Deeds of Company Arrangement

What is a Deed of Company Arrangement?

In essence, a deed of company arrangement (‘DOCA’) is a contract or agreement between the company and its creditors under which the company agrees to pay a defined dividend to the creditors over a defined period of time and under defined conditions. Before a DOCA can come into being, the company must first enter Voluntary Administration. A DOCA may be proposed during the voluntary administration period (usually 4 or 5 weeks) and is voted on by creditors at a meeting convened for that purpose. If it receives the support of the majority in number and value of creditors, it is implemented. If it does not, the usual outcome is that the company is placed into liquidation.

Creditors are more likely to support a DOCA if the dividend return under the DOCA is forecast to be materially greater than that which would be likely under a liquidation of the company.

It is common for parties related to the company (shareholders, directors, related entities) to contribute funds to increase the pool of money available to pay a dividend. Usually, related parties do not participate in the dividend.
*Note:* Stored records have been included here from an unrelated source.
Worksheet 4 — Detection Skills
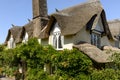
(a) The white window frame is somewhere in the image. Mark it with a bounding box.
[22,32,28,43]
[8,35,15,49]
[91,32,101,48]
[53,31,64,50]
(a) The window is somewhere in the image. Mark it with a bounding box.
[91,32,101,48]
[22,32,28,43]
[53,31,63,50]
[8,35,15,48]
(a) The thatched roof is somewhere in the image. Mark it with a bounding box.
[74,43,111,63]
[5,26,22,43]
[108,19,120,40]
[22,21,34,38]
[40,0,110,38]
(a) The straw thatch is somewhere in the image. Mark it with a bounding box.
[74,43,111,63]
[40,0,110,38]
[108,19,120,40]
[5,26,22,43]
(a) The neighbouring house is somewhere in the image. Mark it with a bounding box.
[5,0,119,69]
[40,0,112,50]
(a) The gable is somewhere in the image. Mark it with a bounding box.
[94,17,104,32]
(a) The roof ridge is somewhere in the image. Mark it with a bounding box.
[56,0,103,14]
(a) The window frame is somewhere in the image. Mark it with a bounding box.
[91,30,101,48]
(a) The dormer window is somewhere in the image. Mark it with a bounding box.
[91,32,101,48]
[52,23,63,50]
[22,32,28,43]
[53,32,63,49]
[8,35,15,49]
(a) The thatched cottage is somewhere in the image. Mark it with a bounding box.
[5,0,118,63]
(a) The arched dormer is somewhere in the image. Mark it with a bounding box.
[8,35,15,49]
[22,32,28,43]
[50,22,64,50]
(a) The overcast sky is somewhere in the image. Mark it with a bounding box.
[0,0,120,43]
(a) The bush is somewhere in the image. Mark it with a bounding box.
[91,69,120,80]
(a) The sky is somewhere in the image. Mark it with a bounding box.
[0,0,120,43]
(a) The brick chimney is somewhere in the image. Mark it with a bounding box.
[32,0,48,38]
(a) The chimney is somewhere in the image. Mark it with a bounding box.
[32,0,48,19]
[32,0,48,38]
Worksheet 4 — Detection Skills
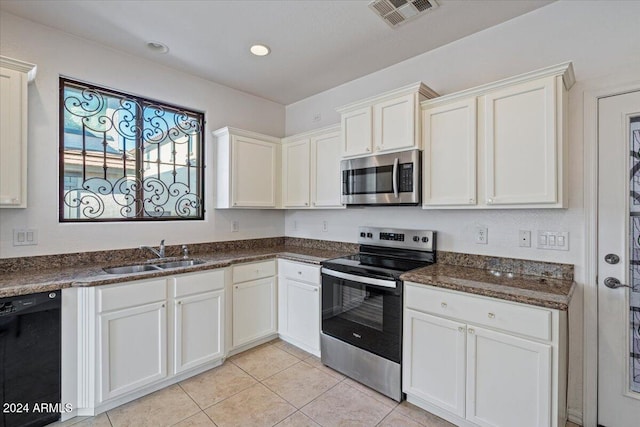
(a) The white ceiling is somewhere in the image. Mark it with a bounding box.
[0,0,551,105]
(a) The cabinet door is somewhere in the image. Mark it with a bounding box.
[467,326,552,427]
[484,77,559,205]
[98,302,167,402]
[174,290,224,373]
[311,132,344,208]
[231,135,278,208]
[341,107,372,157]
[282,139,311,208]
[232,277,277,347]
[373,94,419,151]
[284,279,320,354]
[422,98,477,207]
[402,309,468,425]
[0,68,27,208]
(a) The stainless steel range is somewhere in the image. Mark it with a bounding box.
[320,227,436,401]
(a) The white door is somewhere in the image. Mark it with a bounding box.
[598,91,640,427]
[99,302,167,402]
[282,139,311,208]
[466,325,554,427]
[284,279,320,353]
[174,290,224,373]
[232,277,277,347]
[402,309,467,418]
With an increased pool of monies and reduced pool of claims against those monies, the return to unrelated creditors may be significantly greater than from straight liquidation, providing a sound commercial basis to support the DOCA.
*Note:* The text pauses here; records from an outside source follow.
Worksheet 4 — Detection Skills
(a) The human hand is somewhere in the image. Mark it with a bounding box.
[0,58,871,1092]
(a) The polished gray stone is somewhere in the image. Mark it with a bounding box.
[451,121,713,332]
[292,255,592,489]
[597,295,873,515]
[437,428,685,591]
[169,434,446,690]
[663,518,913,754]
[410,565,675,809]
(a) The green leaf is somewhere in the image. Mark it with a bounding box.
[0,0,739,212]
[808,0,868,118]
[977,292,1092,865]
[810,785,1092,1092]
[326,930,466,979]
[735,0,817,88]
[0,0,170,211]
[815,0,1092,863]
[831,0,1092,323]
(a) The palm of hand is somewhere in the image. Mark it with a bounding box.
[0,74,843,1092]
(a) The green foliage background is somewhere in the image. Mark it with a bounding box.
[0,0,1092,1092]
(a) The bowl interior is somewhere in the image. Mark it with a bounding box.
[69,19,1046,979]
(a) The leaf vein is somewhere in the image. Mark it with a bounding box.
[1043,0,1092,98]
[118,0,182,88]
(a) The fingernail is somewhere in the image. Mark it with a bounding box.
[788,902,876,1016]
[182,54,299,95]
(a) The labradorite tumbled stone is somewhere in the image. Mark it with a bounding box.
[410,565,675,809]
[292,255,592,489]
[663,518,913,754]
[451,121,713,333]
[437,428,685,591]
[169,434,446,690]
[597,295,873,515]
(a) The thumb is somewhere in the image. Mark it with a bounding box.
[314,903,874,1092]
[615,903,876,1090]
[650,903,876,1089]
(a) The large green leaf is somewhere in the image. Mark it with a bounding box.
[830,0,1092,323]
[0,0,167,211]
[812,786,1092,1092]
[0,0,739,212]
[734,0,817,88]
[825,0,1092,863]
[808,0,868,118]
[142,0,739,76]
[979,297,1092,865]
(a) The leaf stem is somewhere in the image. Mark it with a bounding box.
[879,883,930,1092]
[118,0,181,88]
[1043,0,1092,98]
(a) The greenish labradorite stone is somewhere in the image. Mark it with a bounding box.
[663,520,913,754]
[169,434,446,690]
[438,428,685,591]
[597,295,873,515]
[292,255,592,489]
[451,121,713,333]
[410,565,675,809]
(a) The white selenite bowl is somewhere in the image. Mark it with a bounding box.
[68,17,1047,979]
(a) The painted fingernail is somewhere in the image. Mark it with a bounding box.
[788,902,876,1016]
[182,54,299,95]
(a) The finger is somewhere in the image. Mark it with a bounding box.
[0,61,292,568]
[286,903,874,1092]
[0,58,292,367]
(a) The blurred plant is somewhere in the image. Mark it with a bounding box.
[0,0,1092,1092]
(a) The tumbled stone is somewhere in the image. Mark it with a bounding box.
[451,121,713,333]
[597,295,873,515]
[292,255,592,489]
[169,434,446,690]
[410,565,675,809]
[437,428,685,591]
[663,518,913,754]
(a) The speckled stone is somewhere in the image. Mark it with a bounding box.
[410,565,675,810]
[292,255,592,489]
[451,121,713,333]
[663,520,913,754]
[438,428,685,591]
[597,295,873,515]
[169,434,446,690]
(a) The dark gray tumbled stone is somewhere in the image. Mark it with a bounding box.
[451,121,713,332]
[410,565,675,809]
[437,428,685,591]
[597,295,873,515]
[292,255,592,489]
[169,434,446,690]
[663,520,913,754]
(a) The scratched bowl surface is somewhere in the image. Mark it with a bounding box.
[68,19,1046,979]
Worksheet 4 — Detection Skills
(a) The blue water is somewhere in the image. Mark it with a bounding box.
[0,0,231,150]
Why would you, as a company director, wish to propose a DOCA? There are many reasons, the more common being:

  • A desire to improve the return to suppliers, employees and other creditors, with whom you may have had long standing business or personal relationships;
  • To minimise the potential of a director banning order by ASIC;
  • To avoid an adverse notation on your personal credit file, which applies when you are the director of a company that has been wound up in insolvency;
  • To avoid being subject to or affected by claims that might be brought by a Liquidator if your company was wound up, for example:
    • Insolvent trading
    • Breach of duty
    • Triggering of personal liability under contractual or statutory guarantees where a Liquidator recovers preferential payments from creditors of the company;
  • To avoid a range of other commercial consequences which may be triggered in related entities if one member of a group of companies is placed into (an insolvent) liquidation;
  • To the extent possible, ensure preservation of tax losses for setting off against future taxable income of the company.


What outcomes are available from a Deed of Company Arrangement?
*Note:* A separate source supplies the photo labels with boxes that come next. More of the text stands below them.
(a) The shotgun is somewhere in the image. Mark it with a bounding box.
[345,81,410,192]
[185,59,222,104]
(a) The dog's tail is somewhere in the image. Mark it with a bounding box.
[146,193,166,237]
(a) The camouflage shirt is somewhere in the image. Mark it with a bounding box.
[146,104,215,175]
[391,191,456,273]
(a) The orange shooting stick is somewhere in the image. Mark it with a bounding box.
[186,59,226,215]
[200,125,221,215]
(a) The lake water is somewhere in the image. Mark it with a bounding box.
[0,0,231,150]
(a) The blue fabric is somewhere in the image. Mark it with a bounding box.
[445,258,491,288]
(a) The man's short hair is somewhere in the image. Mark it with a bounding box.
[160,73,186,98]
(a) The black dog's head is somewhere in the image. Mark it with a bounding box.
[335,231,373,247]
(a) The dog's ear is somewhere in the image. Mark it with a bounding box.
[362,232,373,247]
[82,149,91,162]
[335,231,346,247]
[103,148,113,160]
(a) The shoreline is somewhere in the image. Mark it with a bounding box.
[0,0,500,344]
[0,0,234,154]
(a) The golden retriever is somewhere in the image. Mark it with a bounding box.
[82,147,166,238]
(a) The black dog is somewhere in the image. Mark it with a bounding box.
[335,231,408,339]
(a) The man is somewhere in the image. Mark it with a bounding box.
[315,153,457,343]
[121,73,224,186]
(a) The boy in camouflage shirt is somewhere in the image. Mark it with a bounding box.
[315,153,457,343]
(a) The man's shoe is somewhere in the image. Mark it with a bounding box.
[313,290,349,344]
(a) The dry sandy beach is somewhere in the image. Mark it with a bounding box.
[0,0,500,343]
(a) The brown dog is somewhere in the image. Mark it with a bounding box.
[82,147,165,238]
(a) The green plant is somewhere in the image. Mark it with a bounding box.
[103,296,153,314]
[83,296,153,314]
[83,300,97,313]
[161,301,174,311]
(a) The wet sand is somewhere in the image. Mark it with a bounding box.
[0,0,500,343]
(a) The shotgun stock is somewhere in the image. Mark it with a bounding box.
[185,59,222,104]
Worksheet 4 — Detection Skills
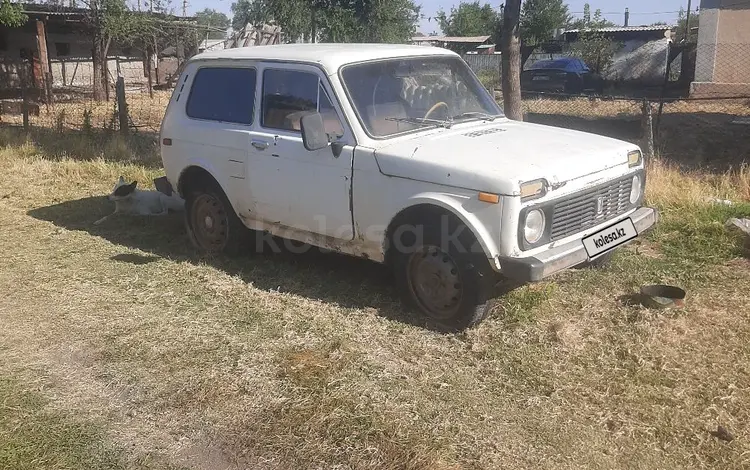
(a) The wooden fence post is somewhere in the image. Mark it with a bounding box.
[116,77,129,135]
[641,100,654,158]
[21,85,29,132]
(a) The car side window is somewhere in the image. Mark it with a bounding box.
[261,69,319,131]
[186,67,256,124]
[261,69,344,135]
[318,83,344,136]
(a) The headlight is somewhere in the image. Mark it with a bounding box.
[523,209,544,245]
[628,150,643,168]
[521,180,547,201]
[630,175,642,204]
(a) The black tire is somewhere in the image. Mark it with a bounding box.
[389,215,497,332]
[576,251,614,269]
[185,180,249,255]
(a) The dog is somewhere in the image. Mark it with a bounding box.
[94,176,185,225]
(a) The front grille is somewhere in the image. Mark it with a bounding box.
[550,174,633,241]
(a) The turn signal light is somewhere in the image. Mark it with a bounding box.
[479,193,500,204]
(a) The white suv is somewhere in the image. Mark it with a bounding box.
[161,44,657,330]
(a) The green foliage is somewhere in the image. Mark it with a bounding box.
[569,3,617,29]
[521,0,572,45]
[570,30,622,73]
[436,0,498,36]
[436,0,502,52]
[0,0,29,28]
[232,0,419,43]
[195,8,230,39]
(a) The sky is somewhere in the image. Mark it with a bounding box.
[185,0,700,34]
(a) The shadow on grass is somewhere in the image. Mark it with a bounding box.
[0,125,162,169]
[28,197,425,326]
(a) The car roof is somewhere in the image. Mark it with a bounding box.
[190,43,459,73]
[529,57,581,69]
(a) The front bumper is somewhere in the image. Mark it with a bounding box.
[499,207,659,282]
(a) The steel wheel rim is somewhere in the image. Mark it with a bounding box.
[191,194,229,251]
[407,246,463,319]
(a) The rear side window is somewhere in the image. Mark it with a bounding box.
[187,67,256,124]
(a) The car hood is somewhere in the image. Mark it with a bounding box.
[375,119,638,195]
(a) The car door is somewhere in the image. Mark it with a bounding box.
[247,63,354,240]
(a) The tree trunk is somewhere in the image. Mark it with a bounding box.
[501,0,523,121]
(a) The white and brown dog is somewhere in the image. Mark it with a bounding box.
[94,176,185,225]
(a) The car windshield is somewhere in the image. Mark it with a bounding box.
[529,59,573,70]
[341,57,502,137]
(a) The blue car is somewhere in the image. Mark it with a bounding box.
[521,57,604,94]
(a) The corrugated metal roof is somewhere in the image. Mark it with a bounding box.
[411,36,490,43]
[564,25,674,33]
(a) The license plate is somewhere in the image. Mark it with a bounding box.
[583,219,638,258]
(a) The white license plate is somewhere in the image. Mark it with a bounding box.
[583,218,638,258]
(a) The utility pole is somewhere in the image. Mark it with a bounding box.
[684,0,693,42]
[500,0,523,121]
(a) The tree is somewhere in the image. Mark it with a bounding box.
[569,3,617,29]
[435,0,498,36]
[232,0,419,42]
[195,8,230,39]
[521,0,572,45]
[570,30,622,74]
[500,0,523,121]
[0,0,29,28]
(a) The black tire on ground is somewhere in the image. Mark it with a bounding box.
[576,251,614,269]
[185,179,249,255]
[389,215,498,332]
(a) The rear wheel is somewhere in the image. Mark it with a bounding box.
[392,215,496,331]
[185,181,248,254]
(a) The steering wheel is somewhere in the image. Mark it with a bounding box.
[422,101,450,119]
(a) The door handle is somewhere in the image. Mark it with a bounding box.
[250,140,268,150]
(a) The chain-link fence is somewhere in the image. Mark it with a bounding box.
[0,57,177,133]
[0,41,750,171]
[465,40,750,168]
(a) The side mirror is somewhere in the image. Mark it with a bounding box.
[300,113,329,151]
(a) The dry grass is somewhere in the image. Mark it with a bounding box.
[0,129,750,469]
[2,91,171,132]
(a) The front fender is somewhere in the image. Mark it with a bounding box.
[399,192,500,259]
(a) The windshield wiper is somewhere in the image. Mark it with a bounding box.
[453,111,497,121]
[385,118,453,129]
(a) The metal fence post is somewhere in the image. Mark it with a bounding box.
[21,81,29,132]
[116,77,129,135]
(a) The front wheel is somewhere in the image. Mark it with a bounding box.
[576,251,614,269]
[393,217,495,332]
[185,182,247,254]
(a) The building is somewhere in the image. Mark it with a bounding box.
[563,25,673,85]
[690,0,750,97]
[0,4,193,98]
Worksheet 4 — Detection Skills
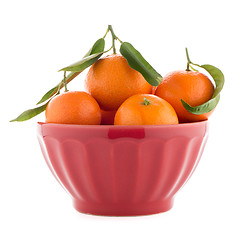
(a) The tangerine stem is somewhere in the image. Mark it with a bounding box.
[143,97,151,106]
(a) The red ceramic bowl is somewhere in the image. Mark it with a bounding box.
[38,121,208,216]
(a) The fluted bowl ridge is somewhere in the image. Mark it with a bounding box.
[37,121,208,216]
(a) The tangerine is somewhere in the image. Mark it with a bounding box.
[114,94,178,125]
[45,91,101,125]
[85,54,152,110]
[155,70,214,123]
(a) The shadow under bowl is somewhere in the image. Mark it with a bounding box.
[37,121,208,216]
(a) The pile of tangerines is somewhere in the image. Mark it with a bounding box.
[10,25,224,125]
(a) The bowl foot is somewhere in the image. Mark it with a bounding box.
[73,199,173,216]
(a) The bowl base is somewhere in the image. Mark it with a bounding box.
[73,199,173,217]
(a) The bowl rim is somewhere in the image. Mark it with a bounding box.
[37,119,209,129]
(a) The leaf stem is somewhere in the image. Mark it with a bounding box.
[63,71,68,92]
[103,27,109,39]
[185,48,192,71]
[108,25,117,54]
[185,48,192,64]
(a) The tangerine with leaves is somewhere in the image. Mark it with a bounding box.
[45,91,101,125]
[155,70,214,123]
[114,94,178,125]
[85,54,152,110]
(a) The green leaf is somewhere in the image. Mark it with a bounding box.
[59,52,105,72]
[181,62,225,115]
[37,72,80,105]
[120,42,162,86]
[181,94,220,115]
[37,38,105,104]
[200,64,225,98]
[83,38,105,58]
[10,102,48,122]
[59,38,106,72]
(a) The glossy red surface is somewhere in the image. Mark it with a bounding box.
[38,121,208,216]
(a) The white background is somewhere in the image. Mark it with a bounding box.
[0,0,240,240]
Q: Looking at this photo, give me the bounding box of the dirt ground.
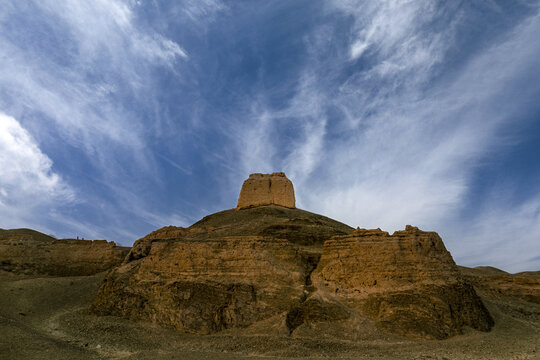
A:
[0,272,540,360]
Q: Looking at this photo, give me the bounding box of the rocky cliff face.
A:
[91,174,493,339]
[91,206,353,334]
[236,172,295,209]
[0,229,129,276]
[313,226,493,339]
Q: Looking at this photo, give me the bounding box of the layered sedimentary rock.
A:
[313,226,493,339]
[236,172,295,209]
[91,173,493,339]
[0,229,129,276]
[91,206,353,334]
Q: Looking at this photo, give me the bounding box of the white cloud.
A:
[0,113,74,222]
[444,189,540,272]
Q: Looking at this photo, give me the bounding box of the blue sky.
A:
[0,0,540,272]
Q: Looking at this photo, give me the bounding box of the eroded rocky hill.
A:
[91,174,493,339]
[0,229,129,276]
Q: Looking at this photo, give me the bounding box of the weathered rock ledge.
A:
[0,229,129,276]
[313,226,493,339]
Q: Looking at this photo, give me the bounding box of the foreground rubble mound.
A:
[90,174,493,339]
[0,229,129,276]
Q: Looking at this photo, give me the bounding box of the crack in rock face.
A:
[90,173,493,339]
Two key outcomes sought by directors under a DOCA are:

  1. Avoidance of liquidation; and
  2. Reconstitution of the balance sheet.

Further information about the implications of (insolvent) liquidation are available here.

Reconstitution of the balance sheet will generally involve one or more of:

  • disposal of core or non-core assets;
  • injection of funds from related parties; and
  • compromise of the company’s external debts.

The extent to which external creditors will agree to compromise the amount of debt owed to them will depend on a range of factors, usually commercial, but at times emotions come into play.

Commercially, a rational creditor would prefer to accept a higher dividend under a DOCA than a lower return under a winding up, if that were expected. However, if the size of the expected dividend under a DOCA is small, it may be that the majority of creditors would prefer to forego that dividend and see the debtor company wound up. This is more likely where the relationship between the company and its creditors has soured badly due to extended non-payment of debts owed and a lack of communication from the debtor.

Creditors who are commercial enterprises are primarily motivated by the potential for a dividend, as long as the promised return is not considered to be insulting. Statutory creditors on the other hand, are also influenced by public policy considerations and may oppose a DOCA that finds support among commercial creditors.